UK Culture Secretary Oliver Dowden has conceded that “inconsistencies” exist around allowing spectators to attend indoor events in venues and theatres, while sports fans have been banned from watching their teams compete outdoors.

Dowden was grilled by MPs on the Digital, Culture, Media and Sport Committee earlier today (Wednesday) about the ban on crowds at sporting events, after a 1,000-person event at the London Palladium this week sparked questions about safety measures.

“I accept people’s frustration at the inconsistency there, but all I can do is explain to you how this has come about,” Dowden said.

“The simple reason for it is that we had sports on a path to return on October 1 and to have socially distanced spectators, that’s what we wanted to happen.

“The clear advice from the scientists was that we should be imposing restrictions and not further easements. It is worth noting the difference in terms of quantity. You would have a lot of people going into stadiums week in and week out up and down the country.

“Clearly people have noticed the London Palladium but it’s a different scale. If people are unhappy with indoor performances going ahead it’s a separate decision whether we stop those.

“If we had gone ahead on October 1 people would have seen very large numbers of fans going into stadiums at the very time that the virus was rising rapidly. This is not saying we are not going ahead with it, this is simply a pause.”

An image from the event led to many criticising the lack of social distancing in place, however LW Theatres, which is Andrew Lloyd Webber’s company that owns the Palladium, insisted there was at least 1m space between all parties.

The 2,200-capacity venue’s chief executive Rebecca Kane Burton wrote on Twitter that “tens of thousands” of pounds had been spent on ensuring there was a “bubble” around each party and that the Palladium was “operating at around 50% capacity”

Anger over the ban on sports fans was heightened after the announcement that The O2 arena in London will welcome 4,700 socially distanced fans in December.

Dowden also slated the ‘Project Big Picture’, a new proposal to revamp professional football in England that is being driven by Liverpool and Manchester United, saying it might instead be described as “Project Power Grab”.

He hammered home the government’s opposition to the reform plan stating that it would “entrench the position of a small number of clubs”. Dowden also said that a fan-led review of football governance would take place at some point in the future but would be brought forward if the Project’s main points took hold.

In a different round of questioning, DCMS Committee Chair Julian Knight asked the Culture Secretary why the £1.57bn Culture Recovery Fund has taken so long to reach the sector, with the first tranche of grants received yesterday (Tuesday) – more than 100 days since the funding was announced.

Dowden responded: “I wanted officials to evaluate the state of the sector and all the bids.
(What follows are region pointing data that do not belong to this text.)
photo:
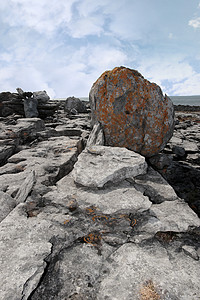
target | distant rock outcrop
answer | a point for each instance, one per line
(74, 105)
(27, 104)
(132, 111)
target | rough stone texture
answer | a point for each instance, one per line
(12, 103)
(155, 187)
(41, 96)
(96, 136)
(68, 241)
(164, 268)
(74, 103)
(98, 165)
(183, 173)
(165, 217)
(30, 108)
(132, 111)
(23, 248)
(25, 188)
(7, 204)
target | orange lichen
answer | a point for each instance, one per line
(126, 125)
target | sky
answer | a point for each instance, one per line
(63, 46)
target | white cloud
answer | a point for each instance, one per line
(42, 16)
(195, 23)
(190, 86)
(180, 76)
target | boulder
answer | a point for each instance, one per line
(132, 111)
(30, 107)
(72, 104)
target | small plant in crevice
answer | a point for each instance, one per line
(149, 291)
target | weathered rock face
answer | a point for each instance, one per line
(62, 240)
(132, 111)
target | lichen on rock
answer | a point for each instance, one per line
(132, 111)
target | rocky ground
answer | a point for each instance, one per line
(99, 223)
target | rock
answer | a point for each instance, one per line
(179, 151)
(132, 111)
(189, 250)
(163, 272)
(30, 107)
(155, 187)
(161, 161)
(10, 103)
(7, 204)
(98, 165)
(23, 248)
(25, 188)
(96, 136)
(41, 96)
(72, 103)
(68, 241)
(171, 216)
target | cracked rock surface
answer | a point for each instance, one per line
(64, 238)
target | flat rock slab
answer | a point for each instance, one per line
(131, 268)
(7, 204)
(98, 165)
(23, 248)
(49, 159)
(155, 187)
(174, 216)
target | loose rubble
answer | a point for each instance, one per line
(132, 111)
(96, 222)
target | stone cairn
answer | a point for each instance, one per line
(27, 104)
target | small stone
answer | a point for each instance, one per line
(96, 136)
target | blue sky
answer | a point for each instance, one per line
(63, 46)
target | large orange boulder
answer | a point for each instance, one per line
(132, 111)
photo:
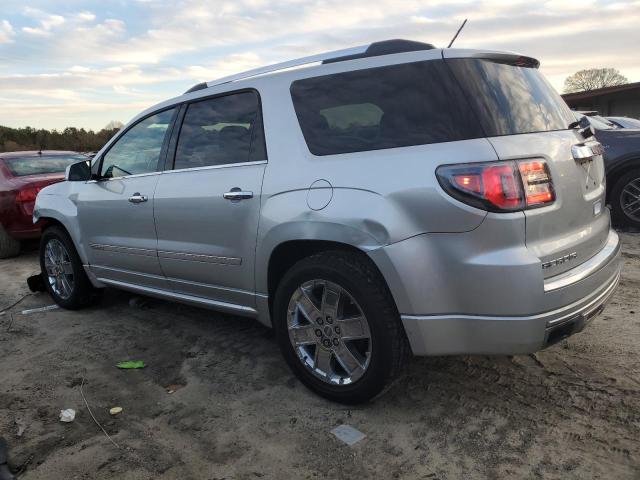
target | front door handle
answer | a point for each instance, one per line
(237, 194)
(137, 198)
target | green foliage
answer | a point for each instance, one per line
(71, 138)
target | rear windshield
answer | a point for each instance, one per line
(22, 166)
(386, 107)
(510, 100)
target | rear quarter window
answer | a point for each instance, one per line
(509, 99)
(386, 107)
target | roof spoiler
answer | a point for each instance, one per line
(375, 49)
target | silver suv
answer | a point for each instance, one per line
(366, 204)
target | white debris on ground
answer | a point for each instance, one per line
(348, 434)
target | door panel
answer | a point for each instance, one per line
(120, 235)
(116, 212)
(206, 243)
(207, 209)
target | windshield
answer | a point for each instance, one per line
(23, 166)
(599, 125)
(604, 120)
(625, 122)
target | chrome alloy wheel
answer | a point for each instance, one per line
(59, 269)
(329, 332)
(630, 199)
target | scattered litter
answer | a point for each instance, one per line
(5, 473)
(131, 364)
(115, 410)
(36, 283)
(41, 309)
(348, 434)
(68, 415)
(8, 307)
(22, 426)
(173, 388)
(93, 416)
(138, 302)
It is better to do it in a proper way to ensure it commands the confidence of the taxpayer who is paying for this.”

More than 1,300 venues and organisations are to receive a share of £257m (€285m/$336m) government arts funding.

The Cavern, which hosted early Beatles gigs in Liverpool, has been given £525,000 to fund the recording of performances from local musicians, while Birmingham Royal Ballet will receive £500,000 to help off-set loss of earnings from performances and touring. Independent festivals will also receive £4.5m.

He was also asked about plans to bring some theatre back by Christmas, and stated that a rising level of infections has stunted plans.

“We are continuing the work behind the scenes to ensure that we can get things going again,” Dowden said, adding that the government is continuing to “prepare pilots for, if we are at the point where we get mass testing available… so people can safely go to the theatre without social distancing”.